Il s’agit là d’aspects positifs, car les interventions militaires internationales comportent des risques assez élevés de violation du droit international, que ce soient les risques de détournement du mandat ou les risques de violation des droits humains.

La résolution intervient à un moment où l’opinion publique commençait à déplorer l’inaction de la communauté internationale, s’interrogeant sur sa responsabilité de protéger…

En Haïti, les Casques bleus onusiens ont été accusés de violation des droits de l’homme, d’exploitation sexuelle, et d’être à l’origine du choléra qui a fait des milliers de victimes. L’inscription formelle de ces dispositions dans la résolution constitue donc une initiative louable : cela devrait participer à un effort de dissuasion des États impliqués, et pourrait contribuer au déroulement des opérations sur des bases se rapprochant davantage de l’état de droit.

Au-delà de ces perspectives, la résolution soulève un certain nombre de perplexités fondamentales. Elle autorise la création et le déploiement d’une force militaire internationale dont la nature juridique est ambigüe. Cette foulure est susceptible d’avoir, comme nous le verrons, des incidences négatives sur le bon déroulement et même l’efficacité de l’opération autorisée et de générer des difficultés en cas de responsabilité pour d’éventuelles violations d’obligations internationales.
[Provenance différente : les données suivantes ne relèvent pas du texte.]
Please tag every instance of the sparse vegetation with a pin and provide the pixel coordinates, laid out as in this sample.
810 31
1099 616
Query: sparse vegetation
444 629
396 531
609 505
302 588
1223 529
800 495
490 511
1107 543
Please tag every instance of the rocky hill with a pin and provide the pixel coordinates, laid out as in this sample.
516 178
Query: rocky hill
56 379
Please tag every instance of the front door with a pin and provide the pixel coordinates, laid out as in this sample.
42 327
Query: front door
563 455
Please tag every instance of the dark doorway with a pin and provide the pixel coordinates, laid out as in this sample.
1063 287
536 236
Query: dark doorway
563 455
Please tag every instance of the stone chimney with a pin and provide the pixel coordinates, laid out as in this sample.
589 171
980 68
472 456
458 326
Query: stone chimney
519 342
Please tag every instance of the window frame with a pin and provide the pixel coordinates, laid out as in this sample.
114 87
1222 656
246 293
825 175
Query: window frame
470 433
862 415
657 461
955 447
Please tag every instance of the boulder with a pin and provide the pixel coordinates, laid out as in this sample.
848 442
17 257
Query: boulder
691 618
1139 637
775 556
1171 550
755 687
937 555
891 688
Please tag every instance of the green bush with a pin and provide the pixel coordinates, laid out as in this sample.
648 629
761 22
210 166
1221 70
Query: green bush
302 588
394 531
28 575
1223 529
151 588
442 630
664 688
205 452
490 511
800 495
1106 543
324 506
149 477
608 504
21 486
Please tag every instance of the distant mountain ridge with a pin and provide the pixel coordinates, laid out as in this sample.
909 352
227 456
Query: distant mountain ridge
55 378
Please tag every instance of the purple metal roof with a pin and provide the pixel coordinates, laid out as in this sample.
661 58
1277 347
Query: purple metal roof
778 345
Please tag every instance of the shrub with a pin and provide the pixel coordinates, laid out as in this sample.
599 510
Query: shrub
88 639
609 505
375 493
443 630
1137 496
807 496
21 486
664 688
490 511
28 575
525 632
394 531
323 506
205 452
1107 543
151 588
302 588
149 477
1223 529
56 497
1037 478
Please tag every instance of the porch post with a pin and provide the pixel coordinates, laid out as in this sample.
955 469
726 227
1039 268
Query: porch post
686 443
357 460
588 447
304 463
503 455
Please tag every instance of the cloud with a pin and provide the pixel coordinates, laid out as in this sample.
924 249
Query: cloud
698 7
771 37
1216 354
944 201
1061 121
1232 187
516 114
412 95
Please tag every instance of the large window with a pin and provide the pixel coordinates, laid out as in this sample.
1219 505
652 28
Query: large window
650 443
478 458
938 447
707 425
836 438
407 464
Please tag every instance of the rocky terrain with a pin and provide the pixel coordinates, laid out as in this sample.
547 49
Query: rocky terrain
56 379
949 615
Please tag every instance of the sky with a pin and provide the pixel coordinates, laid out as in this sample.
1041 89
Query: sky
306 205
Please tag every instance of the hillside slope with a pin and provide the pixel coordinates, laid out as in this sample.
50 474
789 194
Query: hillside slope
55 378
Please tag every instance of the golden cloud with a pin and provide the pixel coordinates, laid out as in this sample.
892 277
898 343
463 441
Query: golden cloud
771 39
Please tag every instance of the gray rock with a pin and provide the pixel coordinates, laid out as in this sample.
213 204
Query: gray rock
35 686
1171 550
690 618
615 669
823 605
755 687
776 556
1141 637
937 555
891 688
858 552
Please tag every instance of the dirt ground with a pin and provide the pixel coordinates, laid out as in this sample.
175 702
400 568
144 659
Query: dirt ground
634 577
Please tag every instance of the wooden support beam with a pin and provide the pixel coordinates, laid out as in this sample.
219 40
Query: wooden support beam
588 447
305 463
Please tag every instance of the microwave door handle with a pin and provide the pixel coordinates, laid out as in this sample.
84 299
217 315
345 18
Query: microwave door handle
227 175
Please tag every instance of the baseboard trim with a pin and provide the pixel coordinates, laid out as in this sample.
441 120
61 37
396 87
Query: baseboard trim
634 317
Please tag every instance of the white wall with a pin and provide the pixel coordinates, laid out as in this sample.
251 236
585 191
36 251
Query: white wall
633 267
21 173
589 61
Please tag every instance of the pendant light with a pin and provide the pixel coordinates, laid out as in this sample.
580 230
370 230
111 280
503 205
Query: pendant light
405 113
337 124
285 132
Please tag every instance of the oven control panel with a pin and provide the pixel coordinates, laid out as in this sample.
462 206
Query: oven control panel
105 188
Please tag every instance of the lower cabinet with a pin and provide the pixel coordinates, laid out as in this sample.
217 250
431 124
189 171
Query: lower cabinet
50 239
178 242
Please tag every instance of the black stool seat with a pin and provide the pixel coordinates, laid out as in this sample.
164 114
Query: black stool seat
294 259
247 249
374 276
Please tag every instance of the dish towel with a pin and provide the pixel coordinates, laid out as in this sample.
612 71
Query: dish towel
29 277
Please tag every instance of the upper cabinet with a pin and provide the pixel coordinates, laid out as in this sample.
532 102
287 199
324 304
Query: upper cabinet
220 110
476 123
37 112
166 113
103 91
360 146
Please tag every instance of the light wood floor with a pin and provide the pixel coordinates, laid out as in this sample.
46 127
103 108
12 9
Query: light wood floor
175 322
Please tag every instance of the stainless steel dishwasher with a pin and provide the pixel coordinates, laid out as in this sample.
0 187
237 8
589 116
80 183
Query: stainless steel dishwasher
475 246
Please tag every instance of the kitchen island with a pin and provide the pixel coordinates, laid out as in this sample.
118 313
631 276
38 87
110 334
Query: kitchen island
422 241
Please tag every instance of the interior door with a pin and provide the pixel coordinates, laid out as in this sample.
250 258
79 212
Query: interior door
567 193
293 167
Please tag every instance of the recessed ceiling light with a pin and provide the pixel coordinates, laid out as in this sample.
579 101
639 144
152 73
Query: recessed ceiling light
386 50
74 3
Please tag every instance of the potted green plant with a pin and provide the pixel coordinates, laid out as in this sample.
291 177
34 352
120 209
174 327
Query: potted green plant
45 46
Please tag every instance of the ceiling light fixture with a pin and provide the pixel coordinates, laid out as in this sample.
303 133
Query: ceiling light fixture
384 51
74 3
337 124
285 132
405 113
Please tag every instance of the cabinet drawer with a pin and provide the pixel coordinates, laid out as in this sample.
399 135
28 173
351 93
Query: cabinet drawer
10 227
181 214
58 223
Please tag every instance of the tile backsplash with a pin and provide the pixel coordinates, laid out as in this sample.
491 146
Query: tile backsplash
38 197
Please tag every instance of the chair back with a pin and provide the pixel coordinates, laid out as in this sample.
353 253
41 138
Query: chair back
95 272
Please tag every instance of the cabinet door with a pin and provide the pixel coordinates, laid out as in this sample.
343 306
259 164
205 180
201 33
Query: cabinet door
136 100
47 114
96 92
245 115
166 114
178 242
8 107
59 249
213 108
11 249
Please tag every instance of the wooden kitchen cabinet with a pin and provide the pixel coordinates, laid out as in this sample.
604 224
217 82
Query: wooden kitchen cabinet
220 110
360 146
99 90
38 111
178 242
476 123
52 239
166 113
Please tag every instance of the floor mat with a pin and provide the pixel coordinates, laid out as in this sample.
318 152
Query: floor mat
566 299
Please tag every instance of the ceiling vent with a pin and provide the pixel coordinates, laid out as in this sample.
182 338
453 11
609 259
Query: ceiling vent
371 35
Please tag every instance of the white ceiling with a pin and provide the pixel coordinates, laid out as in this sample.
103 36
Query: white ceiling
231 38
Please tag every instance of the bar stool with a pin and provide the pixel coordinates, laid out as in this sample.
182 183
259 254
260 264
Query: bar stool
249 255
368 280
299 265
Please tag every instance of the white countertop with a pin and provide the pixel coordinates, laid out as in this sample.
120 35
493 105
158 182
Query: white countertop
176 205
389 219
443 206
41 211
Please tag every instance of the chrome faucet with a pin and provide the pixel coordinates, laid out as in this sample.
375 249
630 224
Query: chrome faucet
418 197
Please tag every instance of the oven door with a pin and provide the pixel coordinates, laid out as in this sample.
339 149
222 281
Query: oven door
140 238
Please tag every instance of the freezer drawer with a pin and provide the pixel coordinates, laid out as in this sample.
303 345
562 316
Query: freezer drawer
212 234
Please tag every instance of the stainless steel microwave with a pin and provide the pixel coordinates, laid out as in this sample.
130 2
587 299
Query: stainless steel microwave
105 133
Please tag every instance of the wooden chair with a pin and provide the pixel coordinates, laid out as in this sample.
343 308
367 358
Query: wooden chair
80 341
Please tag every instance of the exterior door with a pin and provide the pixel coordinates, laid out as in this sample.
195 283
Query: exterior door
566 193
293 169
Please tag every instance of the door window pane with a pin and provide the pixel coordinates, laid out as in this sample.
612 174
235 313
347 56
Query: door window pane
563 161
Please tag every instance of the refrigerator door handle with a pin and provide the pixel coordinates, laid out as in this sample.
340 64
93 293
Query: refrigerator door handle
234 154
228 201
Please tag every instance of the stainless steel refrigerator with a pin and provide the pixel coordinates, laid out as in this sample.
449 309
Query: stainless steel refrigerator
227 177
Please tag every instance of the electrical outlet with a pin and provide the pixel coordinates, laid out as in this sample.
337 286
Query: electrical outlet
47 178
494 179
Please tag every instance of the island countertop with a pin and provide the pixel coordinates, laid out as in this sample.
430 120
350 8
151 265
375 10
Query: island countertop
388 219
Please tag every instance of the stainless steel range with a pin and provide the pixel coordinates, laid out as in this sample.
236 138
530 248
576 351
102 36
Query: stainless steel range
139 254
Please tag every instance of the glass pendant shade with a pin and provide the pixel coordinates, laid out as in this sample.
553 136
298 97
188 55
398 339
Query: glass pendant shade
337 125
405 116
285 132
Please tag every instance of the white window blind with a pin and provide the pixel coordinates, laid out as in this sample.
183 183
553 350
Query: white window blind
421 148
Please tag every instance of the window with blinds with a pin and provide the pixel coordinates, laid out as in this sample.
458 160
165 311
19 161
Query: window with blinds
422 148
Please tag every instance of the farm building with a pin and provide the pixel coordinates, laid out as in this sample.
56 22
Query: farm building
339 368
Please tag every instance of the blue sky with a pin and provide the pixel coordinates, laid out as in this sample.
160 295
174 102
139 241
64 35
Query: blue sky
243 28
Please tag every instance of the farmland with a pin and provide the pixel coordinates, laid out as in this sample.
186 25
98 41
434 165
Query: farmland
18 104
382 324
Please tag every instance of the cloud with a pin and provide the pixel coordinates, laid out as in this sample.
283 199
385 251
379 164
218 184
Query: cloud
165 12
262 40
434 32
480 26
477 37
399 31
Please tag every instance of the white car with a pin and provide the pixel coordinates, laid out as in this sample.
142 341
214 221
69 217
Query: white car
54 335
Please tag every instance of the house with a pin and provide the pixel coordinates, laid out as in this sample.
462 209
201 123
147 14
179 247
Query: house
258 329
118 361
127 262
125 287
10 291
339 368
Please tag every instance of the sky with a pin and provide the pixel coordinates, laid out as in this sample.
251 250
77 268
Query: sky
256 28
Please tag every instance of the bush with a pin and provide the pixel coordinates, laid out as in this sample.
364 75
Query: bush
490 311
Une mission d’un genre nouveau 

La Mission qui sera déployée en Haïti n’est ni une mission de sécurité collective ni une mission de paix des Nations Unies. Bien qu’elle soit fondée sur le chapitre VII de la Charte, la résolution ne mentionne pas en revanche l’article précis qui est mobilisé. L’intervention autorisée, comme bien d’autres avant, ne sera pas menée sous l’autorité du Conseil de sécurité. Elle n’est donc pas une mission de sécurité collective.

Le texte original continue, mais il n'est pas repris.